To prevent any industrial action to defend jobs, the news was spread that workers from Duisburg-Hüttenheim affected by the closure could be accommodated in other parts of Thyssenkrupp Steel in the north of Duisburg. Compulsory redundancies in this area were ruled out, at least for the time being, explained Dieter Lieske, IG Metall Duisburg Senior Representative, at the rally in front of the factory gates.
Every worker in Duisburg knows how mendacious such promises are. Jobs are being cut everywhere. In the steel sector alone, 3,000 jobs are on the hit list. Where will replacement jobs come from? The Works Councils are putting pressure on workers to sign termination agreements and thus “voluntarily” give up their jobs. In recent weeks, several workers have reported to the WSWS about such talks and the pressure from the Works Councils.
The call by the IG Metall and Works Councils for state participation at Thyssenkrupp Steel does not serve to secure jobs—quite the contrary. The union is acting as a lobbyist and representative of the interests of the investors and shareholders, who have already taken advantage of the coronavirus pandemic in the spring to collect hundreds of billions of euros in state aid. These funds were used to further enrich the super-rich and, at the same time, to implement already prepared restructuring and rationalization measures.

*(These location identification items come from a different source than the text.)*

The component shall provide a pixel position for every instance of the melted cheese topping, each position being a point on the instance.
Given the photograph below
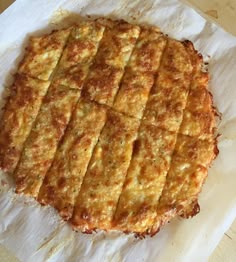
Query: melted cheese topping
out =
(139, 76)
(105, 176)
(117, 44)
(168, 96)
(72, 77)
(102, 83)
(42, 142)
(63, 181)
(19, 114)
(145, 179)
(82, 44)
(43, 53)
(148, 51)
(133, 94)
(188, 170)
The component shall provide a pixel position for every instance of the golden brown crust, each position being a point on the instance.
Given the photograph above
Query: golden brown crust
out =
(43, 53)
(145, 180)
(43, 139)
(63, 181)
(105, 176)
(168, 96)
(19, 114)
(185, 178)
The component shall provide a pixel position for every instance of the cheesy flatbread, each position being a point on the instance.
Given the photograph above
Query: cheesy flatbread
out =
(63, 181)
(102, 185)
(43, 139)
(145, 180)
(121, 137)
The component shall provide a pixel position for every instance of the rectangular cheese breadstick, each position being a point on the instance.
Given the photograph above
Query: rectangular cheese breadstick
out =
(43, 139)
(63, 181)
(140, 72)
(102, 185)
(145, 180)
(168, 96)
(19, 114)
(43, 54)
(113, 54)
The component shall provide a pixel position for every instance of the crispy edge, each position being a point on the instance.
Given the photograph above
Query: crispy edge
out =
(19, 114)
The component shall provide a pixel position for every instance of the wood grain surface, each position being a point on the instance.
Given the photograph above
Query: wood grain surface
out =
(222, 12)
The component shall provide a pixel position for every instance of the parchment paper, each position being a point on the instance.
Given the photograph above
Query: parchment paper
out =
(34, 233)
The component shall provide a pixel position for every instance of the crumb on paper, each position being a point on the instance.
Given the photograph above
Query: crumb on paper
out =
(213, 13)
(64, 17)
(4, 183)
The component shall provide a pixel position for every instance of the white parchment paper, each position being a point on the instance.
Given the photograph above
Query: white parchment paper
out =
(34, 233)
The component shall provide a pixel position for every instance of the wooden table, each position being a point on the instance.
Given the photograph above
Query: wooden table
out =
(222, 12)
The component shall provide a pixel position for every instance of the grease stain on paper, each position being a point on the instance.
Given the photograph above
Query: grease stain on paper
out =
(213, 13)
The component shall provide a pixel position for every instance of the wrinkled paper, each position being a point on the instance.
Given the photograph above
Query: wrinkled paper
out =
(35, 233)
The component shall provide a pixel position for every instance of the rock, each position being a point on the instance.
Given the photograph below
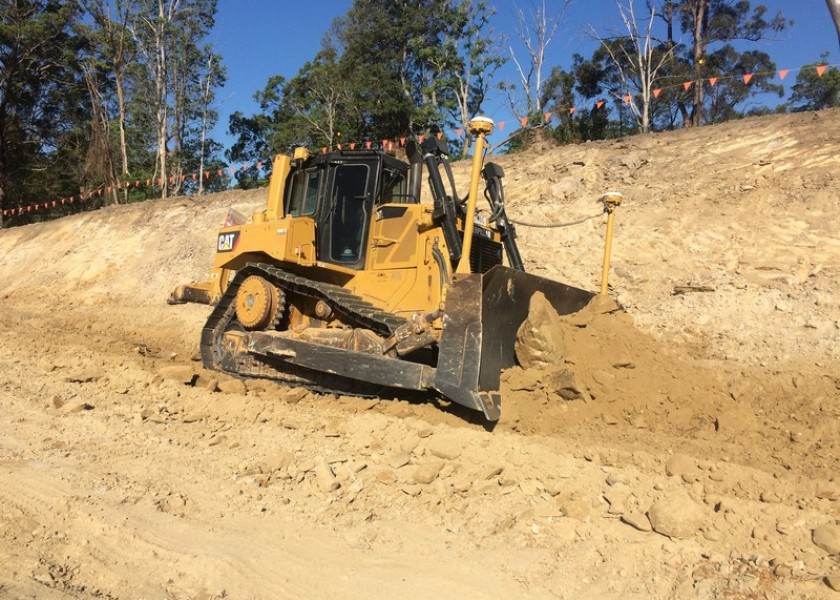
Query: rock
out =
(445, 448)
(325, 477)
(575, 507)
(399, 460)
(677, 517)
(305, 465)
(540, 341)
(180, 373)
(427, 472)
(89, 376)
(233, 386)
(75, 407)
(295, 395)
(562, 382)
(411, 489)
(386, 476)
(491, 472)
(827, 537)
(276, 462)
(735, 420)
(637, 520)
(829, 492)
(679, 465)
(531, 487)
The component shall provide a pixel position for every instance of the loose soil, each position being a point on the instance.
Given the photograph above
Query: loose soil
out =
(687, 446)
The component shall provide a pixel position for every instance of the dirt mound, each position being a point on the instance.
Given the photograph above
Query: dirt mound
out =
(684, 447)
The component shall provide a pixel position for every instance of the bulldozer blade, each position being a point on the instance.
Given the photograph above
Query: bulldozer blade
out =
(483, 314)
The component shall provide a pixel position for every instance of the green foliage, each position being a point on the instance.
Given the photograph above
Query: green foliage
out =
(386, 69)
(814, 92)
(76, 114)
(41, 120)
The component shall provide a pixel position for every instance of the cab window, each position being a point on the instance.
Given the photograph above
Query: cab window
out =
(303, 192)
(394, 187)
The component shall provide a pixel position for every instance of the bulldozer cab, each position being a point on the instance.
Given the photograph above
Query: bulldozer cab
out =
(341, 192)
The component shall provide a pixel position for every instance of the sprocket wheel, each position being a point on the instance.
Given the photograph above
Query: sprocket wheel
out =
(258, 303)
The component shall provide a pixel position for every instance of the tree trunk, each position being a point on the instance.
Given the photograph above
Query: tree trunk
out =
(700, 14)
(834, 9)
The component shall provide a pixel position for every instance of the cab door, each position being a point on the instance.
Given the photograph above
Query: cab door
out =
(346, 216)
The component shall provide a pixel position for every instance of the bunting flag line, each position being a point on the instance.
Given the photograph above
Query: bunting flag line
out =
(745, 78)
(388, 145)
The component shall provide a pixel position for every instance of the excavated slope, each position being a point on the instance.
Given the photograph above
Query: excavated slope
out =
(707, 411)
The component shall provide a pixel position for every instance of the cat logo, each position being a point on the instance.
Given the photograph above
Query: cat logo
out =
(228, 241)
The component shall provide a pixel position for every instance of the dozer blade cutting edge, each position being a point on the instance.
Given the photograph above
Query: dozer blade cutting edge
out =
(483, 314)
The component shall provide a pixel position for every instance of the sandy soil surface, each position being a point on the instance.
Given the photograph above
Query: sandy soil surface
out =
(688, 447)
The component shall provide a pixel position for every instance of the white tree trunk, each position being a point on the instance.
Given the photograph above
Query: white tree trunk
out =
(834, 9)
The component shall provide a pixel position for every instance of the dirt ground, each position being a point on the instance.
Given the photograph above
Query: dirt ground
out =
(688, 447)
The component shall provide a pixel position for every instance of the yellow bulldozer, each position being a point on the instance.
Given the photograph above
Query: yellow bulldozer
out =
(353, 280)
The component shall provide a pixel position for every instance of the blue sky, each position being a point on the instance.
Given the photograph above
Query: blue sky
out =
(262, 38)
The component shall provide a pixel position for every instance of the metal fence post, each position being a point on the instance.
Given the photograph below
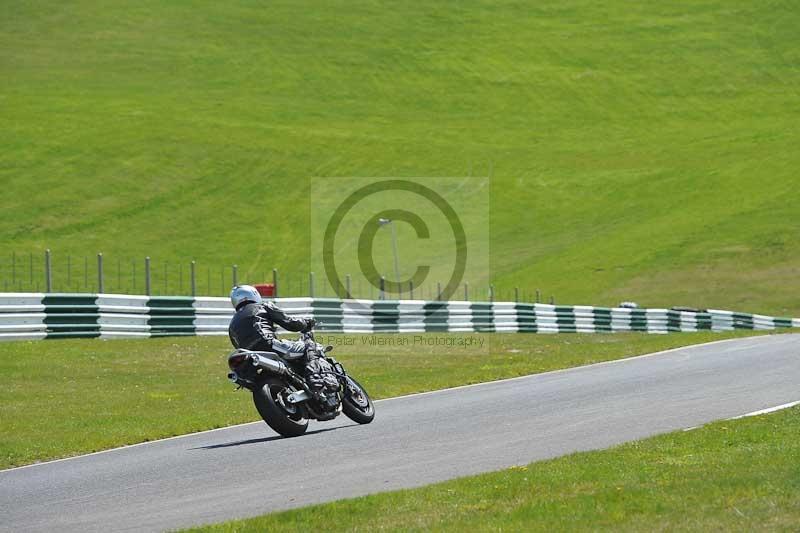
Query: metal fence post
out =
(147, 280)
(193, 267)
(100, 279)
(48, 272)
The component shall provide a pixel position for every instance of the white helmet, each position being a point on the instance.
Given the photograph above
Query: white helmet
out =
(244, 293)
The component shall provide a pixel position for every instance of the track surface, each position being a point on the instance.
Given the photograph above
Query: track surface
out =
(415, 440)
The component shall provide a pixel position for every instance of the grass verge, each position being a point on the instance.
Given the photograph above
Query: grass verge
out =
(741, 475)
(77, 396)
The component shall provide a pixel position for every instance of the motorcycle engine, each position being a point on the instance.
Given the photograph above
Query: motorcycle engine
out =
(322, 381)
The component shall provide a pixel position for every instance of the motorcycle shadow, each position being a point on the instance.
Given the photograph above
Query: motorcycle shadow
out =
(266, 439)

Moreover, the unions support the policies of the grand coalition government of the Christian Democratic Union/Christian Social Union and Social Democratic Party (CDU/CSU, SPD), which, in the face of the deep crisis of the capitalist system, exacerbated by the pandemic, is preparing the entire economy for global trade and economic war. At the beginning of last year, Federal Economics Minister Peter Altmaier (CDU) presented his concept for a “National Industrial Strategy 2030.” He emphasized that closer cooperation between state and market was necessary to enable “rapid international expansion … with the clear aim of conquering new markets for one’s own economy and—wherever possible—monopolizing them.”
This is precisely what the trade unions and their works council representatives support. For a long time, they have been demanding protective tariffs, protectionist measures and more initiative from the government to support “national economic interests.” Their call for the state to intervene is directly linked to the use of billions in taxes to implement rationalization programmes aimed at increasing Germany’s global competitiveness.
Just how far the unions are going in this direction was demonstrated last week at national air carrier Lufthansa. Voluntarily, in the form of pre-emptive subservience, so to speak, the three unions responsible there are offering the Lufthansa board of directors a €1.2 billion wage cut and the elimination of one in five jobs. This would include salary reductions of up to 50 percent.
The renewed mass layoffs at Thyssenkrupp make clear how important it is that workers resist the reactionary machinations of the IG Metall and its Works Council representatives. The defence of jobs, wages and other gains can only succeed if it is directed against the logic and constraints of the market economy. It must be anti-capitalist, that is, socialist. It is not company profits that are decisive for the organization of the economy, but the interests and needs of the workforce, their families and society.